My First Thirty Years is profoundly human and shockingly candid, a rallying cry that cost its author her career and her freedom. She is undaunted by authority figures but secretly ashamed of her origins and yearns to be loved. Along the way, Beasley bes a strident activist for womens rights, socialism, and sex education, which she sees as key to restoring bodily autonomy to women like those she grew up with. With characteristic ferocity, Beasley rejected a life of dependence, persisting in her studies and bing first a teacher, then a principal, then a college instructor, and finally a foreign correspondent. Her mother and sisters braved male objectification and the indignities of poverty, with little if any control over their futures.

Beasley penned one of the most brutally honest coming-of-age historical memoirs ever written, one which strips away romantic notions about frontier womens lives at the turn of the 20th century. Though British Nobel Prize winner Bertrand Russell called My First Thirty Years truthful, which is illegal and Larry McMurtry pronounced it the finest Texas book of its era, Beasleys words have been all but inaccessible for almost a century-until now.
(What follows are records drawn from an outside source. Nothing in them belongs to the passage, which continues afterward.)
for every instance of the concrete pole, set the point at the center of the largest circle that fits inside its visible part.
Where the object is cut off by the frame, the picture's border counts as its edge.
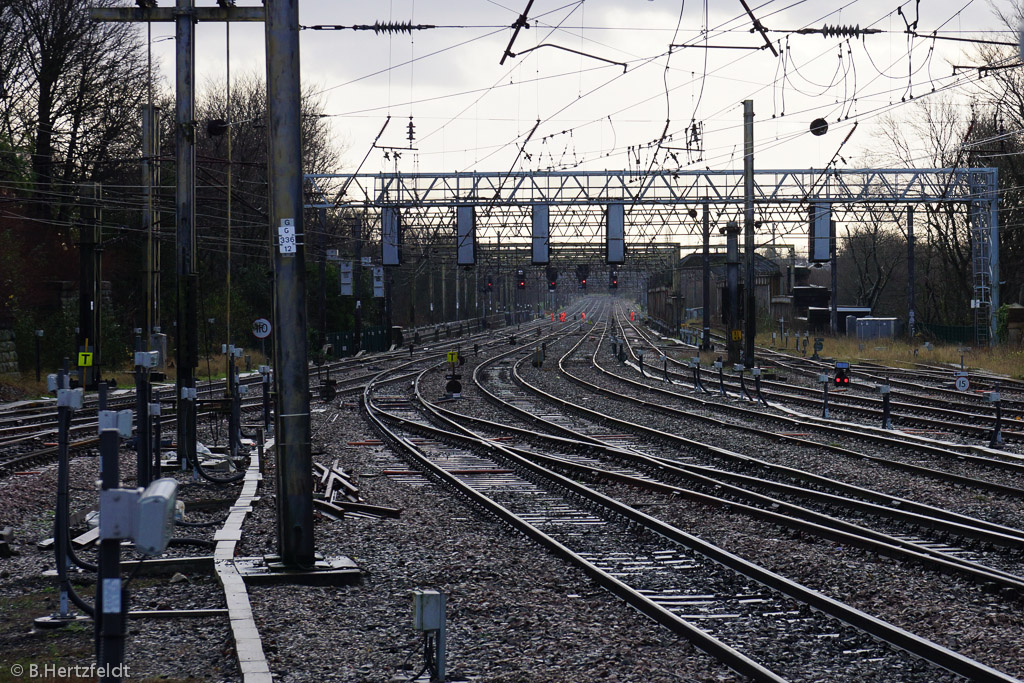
(834, 312)
(322, 272)
(732, 263)
(151, 151)
(910, 312)
(89, 295)
(357, 284)
(294, 459)
(750, 286)
(706, 267)
(184, 143)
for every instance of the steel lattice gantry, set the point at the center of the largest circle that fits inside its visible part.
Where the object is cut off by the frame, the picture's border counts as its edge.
(660, 206)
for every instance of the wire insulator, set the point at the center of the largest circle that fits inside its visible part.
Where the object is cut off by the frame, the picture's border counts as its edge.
(841, 31)
(393, 27)
(378, 27)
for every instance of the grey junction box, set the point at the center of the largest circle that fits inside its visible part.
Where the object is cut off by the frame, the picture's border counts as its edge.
(877, 328)
(428, 610)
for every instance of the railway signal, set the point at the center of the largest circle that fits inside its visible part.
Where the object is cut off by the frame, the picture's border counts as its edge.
(842, 373)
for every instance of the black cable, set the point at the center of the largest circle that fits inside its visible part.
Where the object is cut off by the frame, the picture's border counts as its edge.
(181, 522)
(190, 541)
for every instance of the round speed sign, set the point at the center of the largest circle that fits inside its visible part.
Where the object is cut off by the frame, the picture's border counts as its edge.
(261, 328)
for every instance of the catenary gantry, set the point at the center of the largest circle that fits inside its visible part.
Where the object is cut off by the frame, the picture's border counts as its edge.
(660, 206)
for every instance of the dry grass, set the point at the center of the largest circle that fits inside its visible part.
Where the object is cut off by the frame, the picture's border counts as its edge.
(900, 353)
(1004, 359)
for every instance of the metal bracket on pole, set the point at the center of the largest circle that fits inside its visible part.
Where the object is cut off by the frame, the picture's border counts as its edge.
(757, 386)
(996, 440)
(823, 380)
(884, 389)
(741, 369)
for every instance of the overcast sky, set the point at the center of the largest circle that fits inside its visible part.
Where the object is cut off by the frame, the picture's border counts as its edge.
(472, 114)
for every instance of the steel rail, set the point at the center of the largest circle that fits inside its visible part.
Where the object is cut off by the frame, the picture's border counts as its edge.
(893, 635)
(847, 433)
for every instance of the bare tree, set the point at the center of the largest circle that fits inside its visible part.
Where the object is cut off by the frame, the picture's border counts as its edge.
(936, 134)
(71, 88)
(875, 252)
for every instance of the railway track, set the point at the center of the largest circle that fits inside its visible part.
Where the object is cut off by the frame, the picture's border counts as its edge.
(729, 607)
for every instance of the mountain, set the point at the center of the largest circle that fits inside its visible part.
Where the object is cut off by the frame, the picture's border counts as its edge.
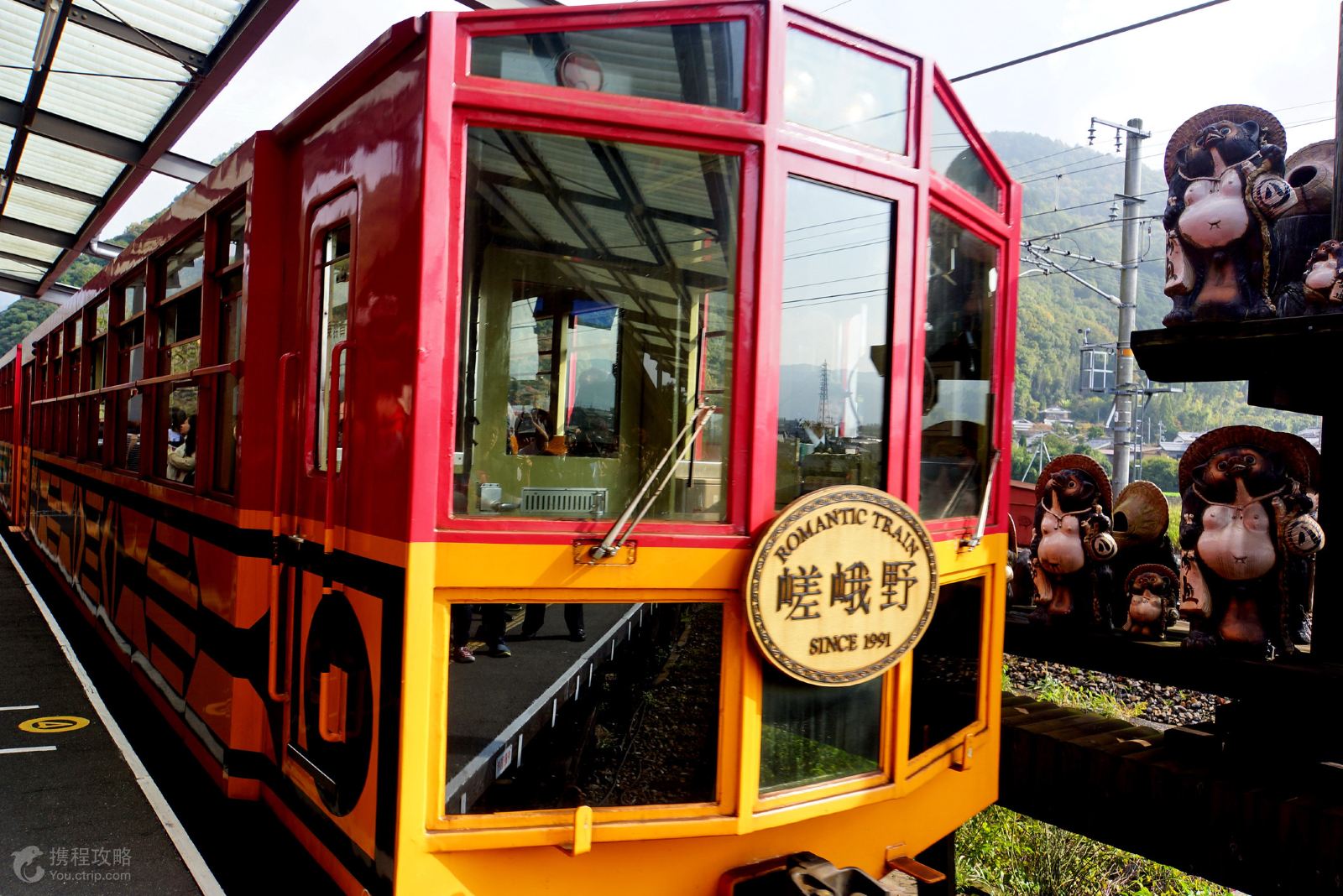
(1052, 309)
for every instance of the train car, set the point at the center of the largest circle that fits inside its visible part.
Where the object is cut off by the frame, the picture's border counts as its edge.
(568, 309)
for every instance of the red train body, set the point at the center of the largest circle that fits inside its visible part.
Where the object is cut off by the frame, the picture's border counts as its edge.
(304, 307)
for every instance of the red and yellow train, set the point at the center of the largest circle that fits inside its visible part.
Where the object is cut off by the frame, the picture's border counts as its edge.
(505, 277)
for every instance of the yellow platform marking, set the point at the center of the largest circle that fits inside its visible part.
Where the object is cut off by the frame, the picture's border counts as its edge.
(53, 723)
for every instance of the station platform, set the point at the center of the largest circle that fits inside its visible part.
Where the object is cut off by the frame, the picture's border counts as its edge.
(77, 817)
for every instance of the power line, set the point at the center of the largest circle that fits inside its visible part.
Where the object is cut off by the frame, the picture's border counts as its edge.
(1071, 149)
(1084, 40)
(1100, 201)
(1085, 227)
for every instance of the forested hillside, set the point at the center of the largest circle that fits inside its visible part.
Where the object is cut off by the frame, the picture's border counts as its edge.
(1054, 307)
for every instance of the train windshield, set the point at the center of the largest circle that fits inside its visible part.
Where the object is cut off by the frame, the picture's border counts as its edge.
(598, 317)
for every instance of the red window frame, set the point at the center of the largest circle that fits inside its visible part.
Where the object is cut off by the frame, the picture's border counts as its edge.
(743, 418)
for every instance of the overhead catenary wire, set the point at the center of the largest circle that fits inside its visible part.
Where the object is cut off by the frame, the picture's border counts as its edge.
(1084, 40)
(1051, 235)
(1100, 201)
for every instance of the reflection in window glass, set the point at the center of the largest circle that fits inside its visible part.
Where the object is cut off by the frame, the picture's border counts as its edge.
(185, 267)
(846, 93)
(133, 300)
(132, 367)
(641, 727)
(228, 416)
(959, 357)
(688, 63)
(333, 275)
(234, 237)
(954, 157)
(601, 273)
(833, 341)
(812, 734)
(178, 405)
(944, 694)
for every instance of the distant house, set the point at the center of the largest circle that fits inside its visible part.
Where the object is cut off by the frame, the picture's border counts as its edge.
(1175, 448)
(1058, 414)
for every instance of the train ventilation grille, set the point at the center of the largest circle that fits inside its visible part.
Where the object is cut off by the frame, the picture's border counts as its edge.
(570, 502)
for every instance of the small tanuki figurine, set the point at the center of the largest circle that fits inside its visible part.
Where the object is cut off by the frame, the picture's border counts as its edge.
(1225, 169)
(1248, 539)
(1152, 591)
(1322, 287)
(1072, 548)
(1141, 524)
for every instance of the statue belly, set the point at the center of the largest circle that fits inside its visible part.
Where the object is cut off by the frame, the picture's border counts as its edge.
(1241, 623)
(1215, 221)
(1237, 553)
(1061, 553)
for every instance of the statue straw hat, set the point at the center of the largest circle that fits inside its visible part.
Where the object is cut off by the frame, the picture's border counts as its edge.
(1298, 455)
(1087, 466)
(1271, 129)
(1141, 515)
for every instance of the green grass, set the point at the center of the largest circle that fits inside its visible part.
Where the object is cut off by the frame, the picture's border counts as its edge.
(1051, 690)
(1009, 855)
(1004, 853)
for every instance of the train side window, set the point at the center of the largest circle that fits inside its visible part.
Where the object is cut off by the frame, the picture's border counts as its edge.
(944, 691)
(846, 91)
(810, 734)
(834, 341)
(179, 353)
(131, 367)
(628, 718)
(73, 408)
(230, 278)
(598, 320)
(702, 63)
(97, 349)
(958, 371)
(333, 273)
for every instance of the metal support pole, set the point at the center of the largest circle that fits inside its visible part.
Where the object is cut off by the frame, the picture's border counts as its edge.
(1126, 381)
(1336, 219)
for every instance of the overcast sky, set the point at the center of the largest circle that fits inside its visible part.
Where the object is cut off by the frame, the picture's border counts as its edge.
(1279, 55)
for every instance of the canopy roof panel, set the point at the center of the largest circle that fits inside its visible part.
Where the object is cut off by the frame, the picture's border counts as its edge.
(93, 94)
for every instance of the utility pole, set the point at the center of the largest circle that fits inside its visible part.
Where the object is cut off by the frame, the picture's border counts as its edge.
(1126, 378)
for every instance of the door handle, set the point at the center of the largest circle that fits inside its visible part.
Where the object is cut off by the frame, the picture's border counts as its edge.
(280, 695)
(335, 428)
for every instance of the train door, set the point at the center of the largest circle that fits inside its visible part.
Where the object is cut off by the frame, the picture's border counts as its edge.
(324, 632)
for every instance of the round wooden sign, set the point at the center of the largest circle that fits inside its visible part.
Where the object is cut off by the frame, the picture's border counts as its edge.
(843, 585)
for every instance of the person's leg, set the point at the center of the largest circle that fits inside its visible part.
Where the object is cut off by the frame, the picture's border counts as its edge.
(494, 622)
(534, 620)
(574, 618)
(461, 633)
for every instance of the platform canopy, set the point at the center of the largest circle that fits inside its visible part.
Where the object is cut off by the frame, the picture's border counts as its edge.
(93, 96)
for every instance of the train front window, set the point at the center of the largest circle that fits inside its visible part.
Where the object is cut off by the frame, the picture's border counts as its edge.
(688, 63)
(846, 93)
(959, 361)
(834, 341)
(954, 157)
(944, 692)
(597, 322)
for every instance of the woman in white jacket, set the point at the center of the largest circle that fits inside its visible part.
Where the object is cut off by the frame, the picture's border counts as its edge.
(181, 461)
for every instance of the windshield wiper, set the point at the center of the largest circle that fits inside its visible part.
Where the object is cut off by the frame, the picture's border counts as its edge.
(610, 544)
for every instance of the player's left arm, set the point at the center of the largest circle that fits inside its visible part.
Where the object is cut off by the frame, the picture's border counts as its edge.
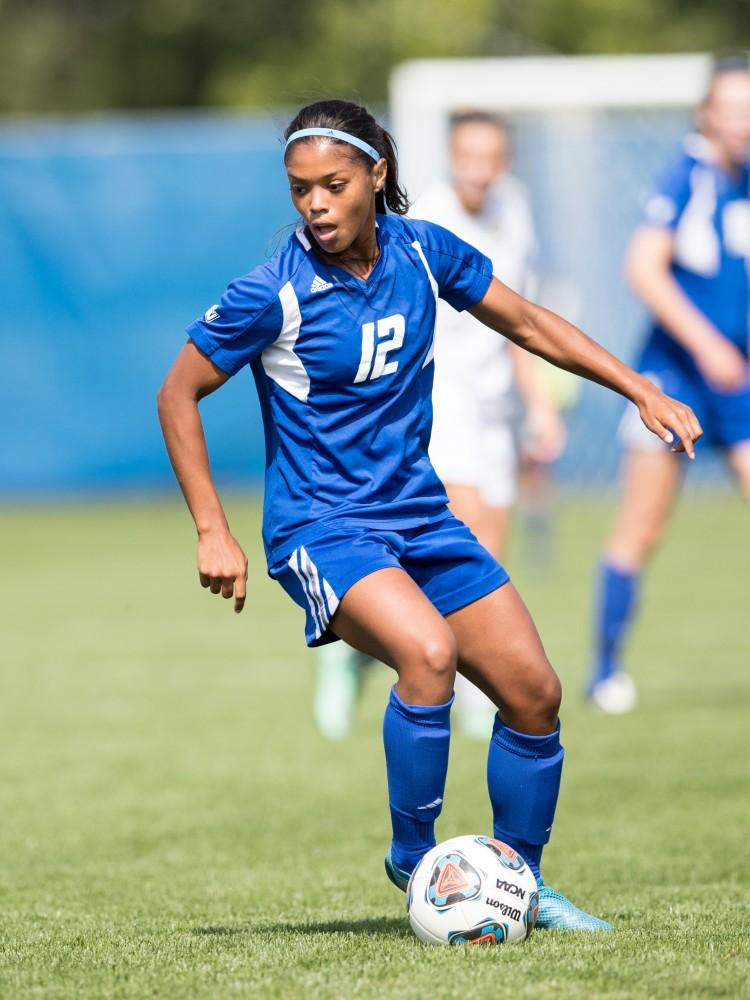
(544, 428)
(551, 337)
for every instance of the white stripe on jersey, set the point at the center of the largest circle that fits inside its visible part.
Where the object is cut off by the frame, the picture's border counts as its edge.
(433, 285)
(278, 359)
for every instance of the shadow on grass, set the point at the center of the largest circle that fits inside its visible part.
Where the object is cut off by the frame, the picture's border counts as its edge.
(389, 926)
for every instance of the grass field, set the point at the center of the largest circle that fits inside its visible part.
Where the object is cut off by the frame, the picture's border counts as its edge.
(172, 826)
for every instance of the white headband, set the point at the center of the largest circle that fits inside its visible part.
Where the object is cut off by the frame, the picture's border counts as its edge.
(334, 133)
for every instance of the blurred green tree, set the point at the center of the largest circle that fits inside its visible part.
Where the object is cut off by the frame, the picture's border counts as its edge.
(76, 55)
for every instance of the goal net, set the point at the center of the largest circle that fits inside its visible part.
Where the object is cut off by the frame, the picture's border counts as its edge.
(588, 135)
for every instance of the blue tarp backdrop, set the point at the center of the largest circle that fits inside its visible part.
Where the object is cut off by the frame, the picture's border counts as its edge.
(116, 232)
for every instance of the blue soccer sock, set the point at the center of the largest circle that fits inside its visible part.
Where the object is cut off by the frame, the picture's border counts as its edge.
(416, 739)
(615, 606)
(523, 779)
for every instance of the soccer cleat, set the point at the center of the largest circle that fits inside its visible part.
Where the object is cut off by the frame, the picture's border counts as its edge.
(397, 875)
(557, 913)
(615, 695)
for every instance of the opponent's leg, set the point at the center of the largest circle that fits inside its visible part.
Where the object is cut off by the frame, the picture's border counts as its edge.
(499, 649)
(388, 617)
(651, 483)
(739, 461)
(473, 711)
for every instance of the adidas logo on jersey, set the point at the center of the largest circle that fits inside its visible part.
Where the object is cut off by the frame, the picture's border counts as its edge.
(319, 285)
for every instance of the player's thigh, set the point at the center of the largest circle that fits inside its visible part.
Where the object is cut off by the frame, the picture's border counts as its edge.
(499, 650)
(387, 616)
(739, 461)
(650, 484)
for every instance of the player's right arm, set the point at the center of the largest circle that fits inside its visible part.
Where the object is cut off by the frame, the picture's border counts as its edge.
(222, 565)
(648, 270)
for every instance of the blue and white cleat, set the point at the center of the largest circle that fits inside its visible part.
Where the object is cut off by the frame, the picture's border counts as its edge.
(398, 876)
(557, 913)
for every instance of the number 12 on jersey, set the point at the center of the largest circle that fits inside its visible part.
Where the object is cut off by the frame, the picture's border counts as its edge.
(375, 349)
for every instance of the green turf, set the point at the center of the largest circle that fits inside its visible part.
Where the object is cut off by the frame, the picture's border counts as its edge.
(171, 825)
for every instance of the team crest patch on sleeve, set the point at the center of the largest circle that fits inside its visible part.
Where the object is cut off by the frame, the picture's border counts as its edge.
(453, 880)
(319, 285)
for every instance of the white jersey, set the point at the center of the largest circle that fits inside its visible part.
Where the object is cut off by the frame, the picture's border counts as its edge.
(468, 356)
(475, 407)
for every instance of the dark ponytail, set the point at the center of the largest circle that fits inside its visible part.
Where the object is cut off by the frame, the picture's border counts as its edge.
(346, 116)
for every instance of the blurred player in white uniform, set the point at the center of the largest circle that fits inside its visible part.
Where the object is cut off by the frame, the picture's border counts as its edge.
(488, 401)
(489, 404)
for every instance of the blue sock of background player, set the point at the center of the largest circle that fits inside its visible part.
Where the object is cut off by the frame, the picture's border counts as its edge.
(616, 603)
(416, 740)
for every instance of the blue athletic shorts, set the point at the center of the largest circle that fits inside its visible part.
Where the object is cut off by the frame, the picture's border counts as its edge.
(724, 416)
(443, 558)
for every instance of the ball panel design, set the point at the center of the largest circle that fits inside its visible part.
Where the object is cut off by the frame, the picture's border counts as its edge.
(472, 890)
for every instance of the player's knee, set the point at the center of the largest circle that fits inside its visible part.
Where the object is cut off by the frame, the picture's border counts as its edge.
(437, 655)
(534, 704)
(429, 669)
(549, 693)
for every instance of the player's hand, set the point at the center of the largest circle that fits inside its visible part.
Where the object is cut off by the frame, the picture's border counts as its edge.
(222, 566)
(545, 434)
(723, 365)
(667, 417)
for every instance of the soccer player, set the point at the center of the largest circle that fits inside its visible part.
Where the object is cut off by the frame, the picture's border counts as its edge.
(484, 390)
(487, 393)
(688, 261)
(337, 329)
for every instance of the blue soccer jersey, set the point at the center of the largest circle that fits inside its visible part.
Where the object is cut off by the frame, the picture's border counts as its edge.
(343, 369)
(708, 210)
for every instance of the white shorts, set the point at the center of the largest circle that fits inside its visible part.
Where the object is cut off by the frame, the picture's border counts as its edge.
(470, 449)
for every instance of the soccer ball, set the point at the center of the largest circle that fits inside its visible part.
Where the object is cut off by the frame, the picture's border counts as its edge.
(472, 890)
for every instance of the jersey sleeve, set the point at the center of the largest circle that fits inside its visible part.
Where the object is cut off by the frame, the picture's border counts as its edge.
(669, 194)
(237, 329)
(462, 273)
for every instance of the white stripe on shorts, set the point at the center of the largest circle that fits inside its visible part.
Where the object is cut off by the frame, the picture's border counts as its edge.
(320, 595)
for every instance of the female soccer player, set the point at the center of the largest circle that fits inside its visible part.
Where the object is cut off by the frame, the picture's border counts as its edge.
(337, 329)
(689, 261)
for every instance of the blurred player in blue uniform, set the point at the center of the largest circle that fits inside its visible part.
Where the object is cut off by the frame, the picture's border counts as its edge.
(337, 330)
(689, 262)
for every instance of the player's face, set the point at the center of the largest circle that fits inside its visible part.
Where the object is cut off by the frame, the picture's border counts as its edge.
(334, 192)
(479, 155)
(726, 116)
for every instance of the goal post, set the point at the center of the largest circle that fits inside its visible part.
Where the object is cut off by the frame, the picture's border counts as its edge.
(588, 134)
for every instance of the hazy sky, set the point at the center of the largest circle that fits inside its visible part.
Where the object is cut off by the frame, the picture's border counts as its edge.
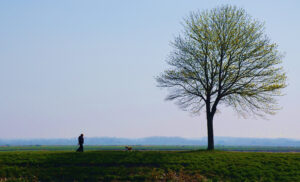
(68, 67)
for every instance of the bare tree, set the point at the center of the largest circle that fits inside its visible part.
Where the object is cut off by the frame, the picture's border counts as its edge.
(224, 57)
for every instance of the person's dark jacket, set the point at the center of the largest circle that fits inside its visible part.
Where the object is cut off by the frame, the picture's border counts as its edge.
(80, 140)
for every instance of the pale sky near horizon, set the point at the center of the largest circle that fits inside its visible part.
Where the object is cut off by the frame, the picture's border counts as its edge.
(71, 67)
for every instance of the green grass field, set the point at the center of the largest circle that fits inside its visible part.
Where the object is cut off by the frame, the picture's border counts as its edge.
(114, 165)
(149, 147)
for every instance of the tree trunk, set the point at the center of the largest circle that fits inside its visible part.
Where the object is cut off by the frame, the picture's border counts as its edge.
(210, 131)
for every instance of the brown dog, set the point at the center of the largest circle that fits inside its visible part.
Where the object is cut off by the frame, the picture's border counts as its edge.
(128, 148)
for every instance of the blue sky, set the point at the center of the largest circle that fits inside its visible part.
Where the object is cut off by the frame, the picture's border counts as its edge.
(68, 67)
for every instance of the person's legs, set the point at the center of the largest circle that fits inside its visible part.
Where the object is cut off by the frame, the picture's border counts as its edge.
(81, 148)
Shortly after its 1925 publication, Gertrude Beasleys ferociously eloquent feminist memoir was banned and she herself disappeared under mysterious circumstances. Book Synopsis Thirty years ago, I lay in the womb of a woman, conceived in a sexual act of rape, being carried during the prenatal period by an unwilling and rebellious mother, finally bursting from the womb only to be tormented in a family whose members I despised or pitied, and brought into association with people whom I should never have chosen.